Some of my best friends are neo-pagan witches. I wonder whether Christine O'Donnell ever hung with Niszsa Zeron and the Waters of the Brandywine Grove of Reformed Druids in Newark back in the late 1980s. Maybe we shared a horn cup of single malt (hell of a good sacrament) at the Solstice fire back in the day when I dabbled in druidism. [Damn. How did that slip out? Now I will never get to be a Tea Party candidate for national office. Bummer.]

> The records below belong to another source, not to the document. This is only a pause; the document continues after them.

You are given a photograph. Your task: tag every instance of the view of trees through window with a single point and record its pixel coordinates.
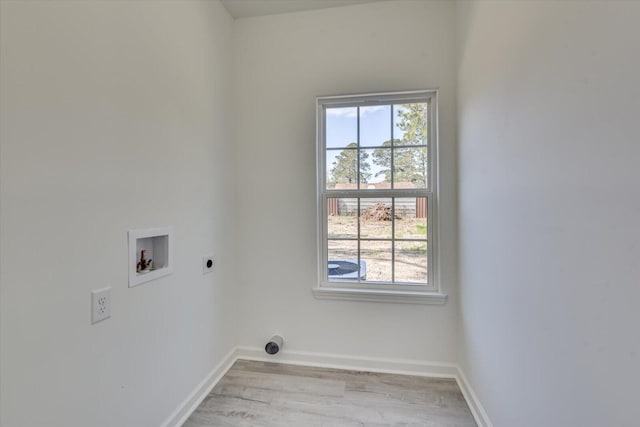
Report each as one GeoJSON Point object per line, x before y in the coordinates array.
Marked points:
{"type": "Point", "coordinates": [372, 235]}
{"type": "Point", "coordinates": [401, 158]}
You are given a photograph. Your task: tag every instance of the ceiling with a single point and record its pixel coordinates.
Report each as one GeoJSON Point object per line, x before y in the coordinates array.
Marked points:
{"type": "Point", "coordinates": [248, 8]}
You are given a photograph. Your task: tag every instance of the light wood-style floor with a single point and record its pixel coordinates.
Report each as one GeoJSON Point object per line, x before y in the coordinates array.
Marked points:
{"type": "Point", "coordinates": [260, 394]}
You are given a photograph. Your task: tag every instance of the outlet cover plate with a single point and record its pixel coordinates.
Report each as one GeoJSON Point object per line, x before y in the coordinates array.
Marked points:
{"type": "Point", "coordinates": [208, 263]}
{"type": "Point", "coordinates": [100, 304]}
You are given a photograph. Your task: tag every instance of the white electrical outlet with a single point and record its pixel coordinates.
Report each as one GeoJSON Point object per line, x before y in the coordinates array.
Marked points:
{"type": "Point", "coordinates": [207, 264]}
{"type": "Point", "coordinates": [100, 304]}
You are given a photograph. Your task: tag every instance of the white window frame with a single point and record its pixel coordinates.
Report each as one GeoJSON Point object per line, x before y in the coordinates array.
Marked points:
{"type": "Point", "coordinates": [429, 293]}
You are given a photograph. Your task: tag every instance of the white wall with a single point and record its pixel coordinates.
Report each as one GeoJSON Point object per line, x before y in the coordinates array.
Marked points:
{"type": "Point", "coordinates": [282, 63]}
{"type": "Point", "coordinates": [115, 115]}
{"type": "Point", "coordinates": [548, 170]}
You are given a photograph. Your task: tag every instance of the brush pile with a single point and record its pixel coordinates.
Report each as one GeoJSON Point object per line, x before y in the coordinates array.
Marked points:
{"type": "Point", "coordinates": [378, 212]}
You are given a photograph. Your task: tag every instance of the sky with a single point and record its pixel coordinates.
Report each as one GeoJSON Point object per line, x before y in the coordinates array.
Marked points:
{"type": "Point", "coordinates": [375, 129]}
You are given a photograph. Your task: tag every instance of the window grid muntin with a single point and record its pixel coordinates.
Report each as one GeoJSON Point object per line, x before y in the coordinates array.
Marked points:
{"type": "Point", "coordinates": [427, 97]}
{"type": "Point", "coordinates": [393, 239]}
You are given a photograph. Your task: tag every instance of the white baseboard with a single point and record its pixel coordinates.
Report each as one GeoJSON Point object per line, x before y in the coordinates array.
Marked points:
{"type": "Point", "coordinates": [193, 400]}
{"type": "Point", "coordinates": [336, 361]}
{"type": "Point", "coordinates": [355, 363]}
{"type": "Point", "coordinates": [477, 410]}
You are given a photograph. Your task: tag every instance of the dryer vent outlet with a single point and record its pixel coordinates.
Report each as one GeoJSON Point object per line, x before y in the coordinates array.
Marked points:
{"type": "Point", "coordinates": [274, 345]}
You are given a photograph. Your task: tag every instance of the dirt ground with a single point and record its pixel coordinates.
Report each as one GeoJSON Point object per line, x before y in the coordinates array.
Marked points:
{"type": "Point", "coordinates": [410, 255]}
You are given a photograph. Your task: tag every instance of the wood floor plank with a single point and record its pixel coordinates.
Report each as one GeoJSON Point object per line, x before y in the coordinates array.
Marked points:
{"type": "Point", "coordinates": [261, 394]}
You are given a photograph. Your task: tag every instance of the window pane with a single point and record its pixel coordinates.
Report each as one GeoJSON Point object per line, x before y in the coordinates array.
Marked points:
{"type": "Point", "coordinates": [410, 123]}
{"type": "Point", "coordinates": [376, 218]}
{"type": "Point", "coordinates": [343, 261]}
{"type": "Point", "coordinates": [410, 167]}
{"type": "Point", "coordinates": [411, 217]}
{"type": "Point", "coordinates": [411, 262]}
{"type": "Point", "coordinates": [377, 258]}
{"type": "Point", "coordinates": [342, 219]}
{"type": "Point", "coordinates": [375, 167]}
{"type": "Point", "coordinates": [341, 126]}
{"type": "Point", "coordinates": [375, 125]}
{"type": "Point", "coordinates": [342, 169]}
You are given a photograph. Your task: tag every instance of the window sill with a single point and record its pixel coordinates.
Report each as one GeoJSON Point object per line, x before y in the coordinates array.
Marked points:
{"type": "Point", "coordinates": [402, 297]}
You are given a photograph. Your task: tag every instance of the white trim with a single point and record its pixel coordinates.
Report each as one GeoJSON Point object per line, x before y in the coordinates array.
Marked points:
{"type": "Point", "coordinates": [476, 408]}
{"type": "Point", "coordinates": [180, 415]}
{"type": "Point", "coordinates": [136, 278]}
{"type": "Point", "coordinates": [403, 297]}
{"type": "Point", "coordinates": [336, 361]}
{"type": "Point", "coordinates": [354, 363]}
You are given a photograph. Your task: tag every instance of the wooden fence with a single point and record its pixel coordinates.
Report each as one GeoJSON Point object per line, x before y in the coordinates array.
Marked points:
{"type": "Point", "coordinates": [404, 207]}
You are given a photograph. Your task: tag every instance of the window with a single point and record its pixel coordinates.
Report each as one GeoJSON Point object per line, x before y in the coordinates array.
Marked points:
{"type": "Point", "coordinates": [376, 197]}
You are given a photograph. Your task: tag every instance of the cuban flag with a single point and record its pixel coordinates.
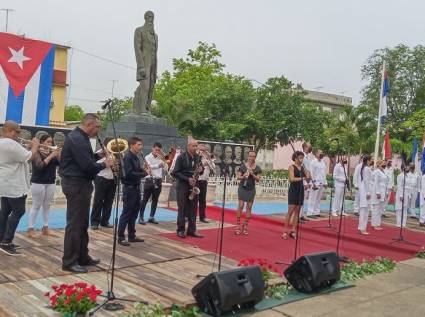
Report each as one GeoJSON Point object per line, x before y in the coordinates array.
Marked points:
{"type": "Point", "coordinates": [385, 91]}
{"type": "Point", "coordinates": [26, 78]}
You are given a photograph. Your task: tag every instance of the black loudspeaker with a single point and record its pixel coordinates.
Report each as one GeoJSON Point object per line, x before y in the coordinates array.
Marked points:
{"type": "Point", "coordinates": [226, 291]}
{"type": "Point", "coordinates": [311, 272]}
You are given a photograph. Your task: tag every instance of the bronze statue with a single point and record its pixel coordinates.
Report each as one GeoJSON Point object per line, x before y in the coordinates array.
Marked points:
{"type": "Point", "coordinates": [145, 48]}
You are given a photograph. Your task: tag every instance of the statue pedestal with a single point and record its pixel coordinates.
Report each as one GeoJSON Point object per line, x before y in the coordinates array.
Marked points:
{"type": "Point", "coordinates": [149, 128]}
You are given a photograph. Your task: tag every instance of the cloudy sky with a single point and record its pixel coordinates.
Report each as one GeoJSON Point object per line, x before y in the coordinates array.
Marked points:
{"type": "Point", "coordinates": [320, 44]}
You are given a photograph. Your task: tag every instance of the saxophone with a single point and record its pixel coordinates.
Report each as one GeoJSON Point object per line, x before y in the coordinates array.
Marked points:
{"type": "Point", "coordinates": [194, 191]}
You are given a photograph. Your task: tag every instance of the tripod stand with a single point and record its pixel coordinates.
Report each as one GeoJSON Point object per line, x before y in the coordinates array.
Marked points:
{"type": "Point", "coordinates": [110, 296]}
{"type": "Point", "coordinates": [400, 237]}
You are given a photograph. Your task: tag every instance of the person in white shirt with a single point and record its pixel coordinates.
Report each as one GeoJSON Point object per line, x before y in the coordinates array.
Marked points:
{"type": "Point", "coordinates": [307, 148]}
{"type": "Point", "coordinates": [412, 188]}
{"type": "Point", "coordinates": [378, 194]}
{"type": "Point", "coordinates": [389, 171]}
{"type": "Point", "coordinates": [402, 198]}
{"type": "Point", "coordinates": [153, 183]}
{"type": "Point", "coordinates": [319, 183]}
{"type": "Point", "coordinates": [356, 187]}
{"type": "Point", "coordinates": [202, 184]}
{"type": "Point", "coordinates": [14, 183]}
{"type": "Point", "coordinates": [422, 202]}
{"type": "Point", "coordinates": [363, 181]}
{"type": "Point", "coordinates": [340, 181]}
{"type": "Point", "coordinates": [104, 194]}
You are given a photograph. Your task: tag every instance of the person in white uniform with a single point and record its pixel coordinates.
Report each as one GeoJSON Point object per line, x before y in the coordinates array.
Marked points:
{"type": "Point", "coordinates": [356, 187]}
{"type": "Point", "coordinates": [402, 198]}
{"type": "Point", "coordinates": [422, 202]}
{"type": "Point", "coordinates": [389, 171]}
{"type": "Point", "coordinates": [363, 181]}
{"type": "Point", "coordinates": [307, 148]}
{"type": "Point", "coordinates": [318, 175]}
{"type": "Point", "coordinates": [340, 181]}
{"type": "Point", "coordinates": [378, 194]}
{"type": "Point", "coordinates": [412, 188]}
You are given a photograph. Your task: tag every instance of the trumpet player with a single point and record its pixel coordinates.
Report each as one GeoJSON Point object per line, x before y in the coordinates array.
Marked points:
{"type": "Point", "coordinates": [43, 177]}
{"type": "Point", "coordinates": [209, 166]}
{"type": "Point", "coordinates": [104, 192]}
{"type": "Point", "coordinates": [153, 182]}
{"type": "Point", "coordinates": [134, 172]}
{"type": "Point", "coordinates": [14, 183]}
{"type": "Point", "coordinates": [248, 174]}
{"type": "Point", "coordinates": [184, 169]}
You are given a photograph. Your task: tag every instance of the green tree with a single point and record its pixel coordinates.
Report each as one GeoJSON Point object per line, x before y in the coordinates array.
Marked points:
{"type": "Point", "coordinates": [74, 113]}
{"type": "Point", "coordinates": [406, 72]}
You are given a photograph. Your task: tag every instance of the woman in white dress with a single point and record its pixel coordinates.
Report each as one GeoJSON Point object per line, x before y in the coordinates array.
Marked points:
{"type": "Point", "coordinates": [378, 194]}
{"type": "Point", "coordinates": [363, 180]}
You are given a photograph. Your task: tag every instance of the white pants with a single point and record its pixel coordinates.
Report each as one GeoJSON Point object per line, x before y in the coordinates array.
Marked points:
{"type": "Point", "coordinates": [377, 211]}
{"type": "Point", "coordinates": [338, 198]}
{"type": "Point", "coordinates": [363, 218]}
{"type": "Point", "coordinates": [42, 196]}
{"type": "Point", "coordinates": [411, 203]}
{"type": "Point", "coordinates": [314, 201]}
{"type": "Point", "coordinates": [356, 202]}
{"type": "Point", "coordinates": [422, 215]}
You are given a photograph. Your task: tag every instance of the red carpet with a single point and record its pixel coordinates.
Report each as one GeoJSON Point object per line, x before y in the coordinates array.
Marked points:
{"type": "Point", "coordinates": [264, 240]}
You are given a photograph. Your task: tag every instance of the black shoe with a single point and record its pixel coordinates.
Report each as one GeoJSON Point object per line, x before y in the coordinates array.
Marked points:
{"type": "Point", "coordinates": [136, 239]}
{"type": "Point", "coordinates": [91, 261]}
{"type": "Point", "coordinates": [124, 243]}
{"type": "Point", "coordinates": [195, 235]}
{"type": "Point", "coordinates": [9, 249]}
{"type": "Point", "coordinates": [152, 220]}
{"type": "Point", "coordinates": [76, 268]}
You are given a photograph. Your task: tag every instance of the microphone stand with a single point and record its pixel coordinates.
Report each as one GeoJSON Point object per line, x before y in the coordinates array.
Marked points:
{"type": "Point", "coordinates": [110, 296]}
{"type": "Point", "coordinates": [400, 237]}
{"type": "Point", "coordinates": [341, 214]}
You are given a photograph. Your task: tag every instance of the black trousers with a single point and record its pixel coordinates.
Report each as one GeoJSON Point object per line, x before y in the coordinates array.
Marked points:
{"type": "Point", "coordinates": [78, 195]}
{"type": "Point", "coordinates": [131, 206]}
{"type": "Point", "coordinates": [104, 194]}
{"type": "Point", "coordinates": [12, 210]}
{"type": "Point", "coordinates": [186, 208]}
{"type": "Point", "coordinates": [203, 185]}
{"type": "Point", "coordinates": [148, 191]}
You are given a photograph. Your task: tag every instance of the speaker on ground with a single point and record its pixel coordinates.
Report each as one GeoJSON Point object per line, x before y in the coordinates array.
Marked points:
{"type": "Point", "coordinates": [312, 272]}
{"type": "Point", "coordinates": [230, 290]}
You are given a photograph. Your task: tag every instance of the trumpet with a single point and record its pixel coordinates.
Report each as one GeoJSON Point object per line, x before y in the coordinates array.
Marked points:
{"type": "Point", "coordinates": [46, 148]}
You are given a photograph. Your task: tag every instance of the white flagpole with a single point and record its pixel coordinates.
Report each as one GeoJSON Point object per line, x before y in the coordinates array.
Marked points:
{"type": "Point", "coordinates": [378, 129]}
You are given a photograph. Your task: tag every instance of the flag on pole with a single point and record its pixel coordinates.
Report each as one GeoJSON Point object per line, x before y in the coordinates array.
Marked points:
{"type": "Point", "coordinates": [385, 92]}
{"type": "Point", "coordinates": [386, 146]}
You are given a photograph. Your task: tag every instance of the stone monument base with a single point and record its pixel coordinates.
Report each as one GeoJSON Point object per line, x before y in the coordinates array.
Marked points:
{"type": "Point", "coordinates": [150, 129]}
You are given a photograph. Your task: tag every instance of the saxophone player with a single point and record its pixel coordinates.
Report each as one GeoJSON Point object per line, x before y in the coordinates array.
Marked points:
{"type": "Point", "coordinates": [187, 164]}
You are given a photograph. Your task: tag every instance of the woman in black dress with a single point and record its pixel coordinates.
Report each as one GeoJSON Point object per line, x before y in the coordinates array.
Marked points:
{"type": "Point", "coordinates": [297, 176]}
{"type": "Point", "coordinates": [248, 174]}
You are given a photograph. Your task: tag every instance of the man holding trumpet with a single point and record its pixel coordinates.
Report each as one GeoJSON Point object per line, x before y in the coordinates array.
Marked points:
{"type": "Point", "coordinates": [14, 183]}
{"type": "Point", "coordinates": [153, 182]}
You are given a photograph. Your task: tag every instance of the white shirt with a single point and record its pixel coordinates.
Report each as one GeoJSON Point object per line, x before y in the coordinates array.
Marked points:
{"type": "Point", "coordinates": [154, 163]}
{"type": "Point", "coordinates": [318, 172]}
{"type": "Point", "coordinates": [14, 169]}
{"type": "Point", "coordinates": [339, 175]}
{"type": "Point", "coordinates": [207, 169]}
{"type": "Point", "coordinates": [389, 171]}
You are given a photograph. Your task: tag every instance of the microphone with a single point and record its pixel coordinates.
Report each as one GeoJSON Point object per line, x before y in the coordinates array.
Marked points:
{"type": "Point", "coordinates": [106, 104]}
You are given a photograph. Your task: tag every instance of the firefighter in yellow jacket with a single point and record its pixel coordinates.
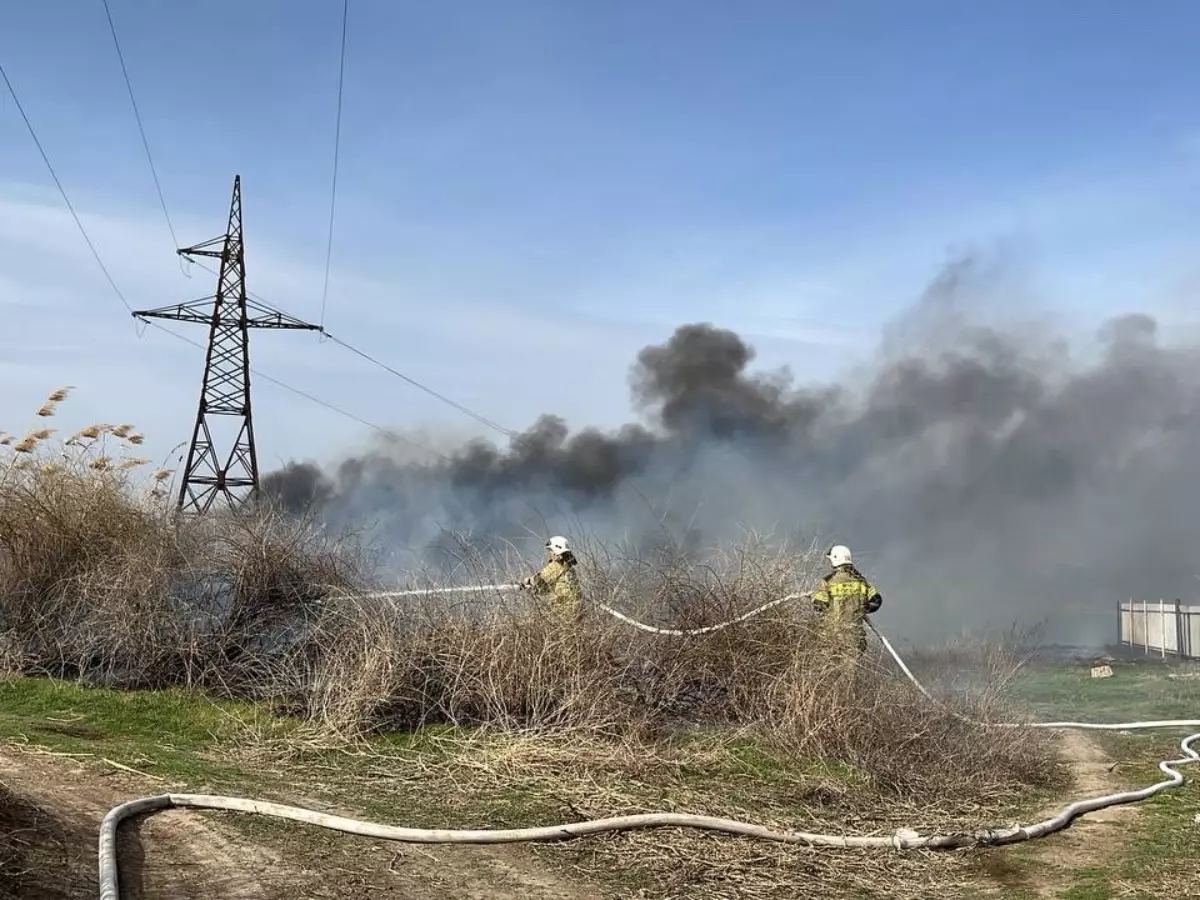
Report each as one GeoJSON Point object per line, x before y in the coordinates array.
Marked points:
{"type": "Point", "coordinates": [558, 581]}
{"type": "Point", "coordinates": [843, 599]}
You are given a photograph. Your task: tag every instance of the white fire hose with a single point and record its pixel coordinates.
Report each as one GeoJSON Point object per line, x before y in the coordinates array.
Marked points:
{"type": "Point", "coordinates": [903, 839]}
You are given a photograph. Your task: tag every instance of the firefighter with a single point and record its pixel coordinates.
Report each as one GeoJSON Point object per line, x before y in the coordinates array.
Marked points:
{"type": "Point", "coordinates": [843, 599]}
{"type": "Point", "coordinates": [558, 580]}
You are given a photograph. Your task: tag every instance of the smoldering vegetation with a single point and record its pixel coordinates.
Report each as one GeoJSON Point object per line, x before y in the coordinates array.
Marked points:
{"type": "Point", "coordinates": [983, 473]}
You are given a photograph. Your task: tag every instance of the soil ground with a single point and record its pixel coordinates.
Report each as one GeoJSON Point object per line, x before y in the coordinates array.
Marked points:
{"type": "Point", "coordinates": [178, 853]}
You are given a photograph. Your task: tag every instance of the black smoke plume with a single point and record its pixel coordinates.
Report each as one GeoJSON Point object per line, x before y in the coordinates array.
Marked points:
{"type": "Point", "coordinates": [979, 473]}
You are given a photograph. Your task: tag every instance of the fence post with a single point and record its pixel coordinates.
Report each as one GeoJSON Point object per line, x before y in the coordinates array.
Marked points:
{"type": "Point", "coordinates": [1145, 627]}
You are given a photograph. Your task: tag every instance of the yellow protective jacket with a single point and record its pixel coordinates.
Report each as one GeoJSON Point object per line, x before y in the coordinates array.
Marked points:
{"type": "Point", "coordinates": [843, 599]}
{"type": "Point", "coordinates": [559, 581]}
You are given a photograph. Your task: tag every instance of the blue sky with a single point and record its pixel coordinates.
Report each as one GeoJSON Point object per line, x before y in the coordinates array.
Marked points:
{"type": "Point", "coordinates": [529, 192]}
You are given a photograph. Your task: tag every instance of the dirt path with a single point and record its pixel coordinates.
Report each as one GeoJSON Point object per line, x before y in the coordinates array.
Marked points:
{"type": "Point", "coordinates": [1092, 839]}
{"type": "Point", "coordinates": [190, 855]}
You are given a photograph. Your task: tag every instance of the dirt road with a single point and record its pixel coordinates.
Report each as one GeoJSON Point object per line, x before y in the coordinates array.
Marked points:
{"type": "Point", "coordinates": [57, 803]}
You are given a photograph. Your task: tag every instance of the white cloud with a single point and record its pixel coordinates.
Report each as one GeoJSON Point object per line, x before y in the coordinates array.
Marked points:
{"type": "Point", "coordinates": [561, 339]}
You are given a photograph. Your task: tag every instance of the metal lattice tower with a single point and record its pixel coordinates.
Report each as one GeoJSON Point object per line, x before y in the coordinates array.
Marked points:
{"type": "Point", "coordinates": [226, 388]}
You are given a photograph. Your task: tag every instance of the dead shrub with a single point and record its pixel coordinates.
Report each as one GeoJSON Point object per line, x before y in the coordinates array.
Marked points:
{"type": "Point", "coordinates": [102, 582]}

I would think better of her if she had been dancing at Lughnasa in her teens, rather than playing Stairway to Heaven backwards on her turntable, her subsequent conversion to right wing conservative Christian notwithstanding. There is an ancient tradition of pagans turning to the Cross (although not always willingly). This is nothing for her less tolerant fundamentalist backers to get their hair shirts in a bunch over.
I say, "An' it harm none, do as thou wilt." Don't call it a youthful indiscretion. Who among us is without sin or skulls on our bookcases skeletons in our closets?
And pass the single malt, witch. Much better than tea. Should have called it the Whiskey Rebellion. I could get behind that.